La réflexion du monde de la virologie a aussi porté sur la manière de réduire au maximum les risques. Quelques semaines après la publication des deux études sur les virus mutants, l'Organisation mondiale de la santé (OMS) a publié une sorte de code de bonne conduite concernant les recherches sur la transmission du virus de la grippe aviaire. Dans le résumé qui le présente, on lit notamment que, "étant donné que les nouvelles souches de H5N1 modifiées en laboratoire ont le potentiel de déclencher une pandémie, il est important que les installations qui ne sont PAS équipées pour pour identifier et contrôler de manière appropriée les risques associés à ces agents S'ABSTIENNENT de travailler sur eux." Les majuscules ont été mises par l'OMS.

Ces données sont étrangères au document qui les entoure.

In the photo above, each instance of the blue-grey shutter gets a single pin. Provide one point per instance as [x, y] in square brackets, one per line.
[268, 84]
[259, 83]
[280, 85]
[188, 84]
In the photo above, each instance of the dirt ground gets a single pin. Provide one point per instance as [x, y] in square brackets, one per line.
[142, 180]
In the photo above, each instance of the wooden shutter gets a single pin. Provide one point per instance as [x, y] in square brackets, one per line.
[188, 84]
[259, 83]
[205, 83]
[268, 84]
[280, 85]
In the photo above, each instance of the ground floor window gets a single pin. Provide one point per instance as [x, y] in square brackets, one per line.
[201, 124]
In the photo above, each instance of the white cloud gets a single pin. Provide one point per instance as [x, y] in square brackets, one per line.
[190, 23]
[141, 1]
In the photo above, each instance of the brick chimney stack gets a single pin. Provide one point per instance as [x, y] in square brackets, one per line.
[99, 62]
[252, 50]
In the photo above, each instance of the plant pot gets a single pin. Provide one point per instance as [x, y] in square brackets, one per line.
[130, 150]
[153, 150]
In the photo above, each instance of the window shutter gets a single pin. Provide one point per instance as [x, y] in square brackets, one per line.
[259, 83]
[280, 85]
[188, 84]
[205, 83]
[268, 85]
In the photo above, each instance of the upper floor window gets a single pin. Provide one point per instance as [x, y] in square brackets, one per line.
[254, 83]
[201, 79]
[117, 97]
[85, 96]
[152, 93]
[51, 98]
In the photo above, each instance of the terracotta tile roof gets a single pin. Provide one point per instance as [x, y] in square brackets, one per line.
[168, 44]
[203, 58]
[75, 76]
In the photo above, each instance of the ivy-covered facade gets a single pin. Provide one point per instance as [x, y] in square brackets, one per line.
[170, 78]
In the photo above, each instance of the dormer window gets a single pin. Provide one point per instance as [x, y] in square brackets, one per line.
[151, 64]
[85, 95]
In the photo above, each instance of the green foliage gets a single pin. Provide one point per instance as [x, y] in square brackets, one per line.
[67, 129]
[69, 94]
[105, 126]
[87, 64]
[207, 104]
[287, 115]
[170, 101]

Depuis ce texte paru en juillet 2012, les chercheurs ont attendu six mois de plus pour lever le moratoire, le temps que la controverse sur ces recherches à double tranchant s'apaise. Cela ne signifie pas pour autant que les expérimentations vont reprendre partout. Comme le précise le texte paru ce 23 janvier dans Nature et Science, cosigné par une quarantaine de virologistes dont Ron Fouchier, les chercheurs devront avoir le feu vert de leurs gouvernements et de leurs institutions de recherche, ce qui, à l'heure actuelle, n'est pas le cas aux Etats-Unis ni pour les équipes bénéficiant de financements américains. Ils soulignent également la nécessité qu'il y a à relancer les expériences parce que, "pendant ce temps, le virus continue d'évoluer dans la nature".
Le H5N1 n'a provoqué que 20 décès en 2012, soit le bilan le moins grave depuis 2004, mais ce n'est pas une raison pour baisser la garde. Une mutation peut très bien se produire naturellement qui lui permettra de se transmettre de mammifère à mammifère et en particulier d'humain à humain. Même si les signataires de ce texte reconnaissent que leurs expériences sur la transmission du virus de la grippe aviaire comportent des dangers, ils assurent en conclusion que "les bénéfices de ces travaux pèsent plus lourd que les risques", car, en cas d'émergence d'un virus mutant, qu'il soit naturel ou synthétisé par des bioterroristes, la réponse de la médecine sera plus rapide et plus efficace. Comme l'expliquait fin 2011 le virologue Steffen Mueller, "je préfère de beaucoup me battre contre le démon que je connais que contre le démon que je ne connais pas".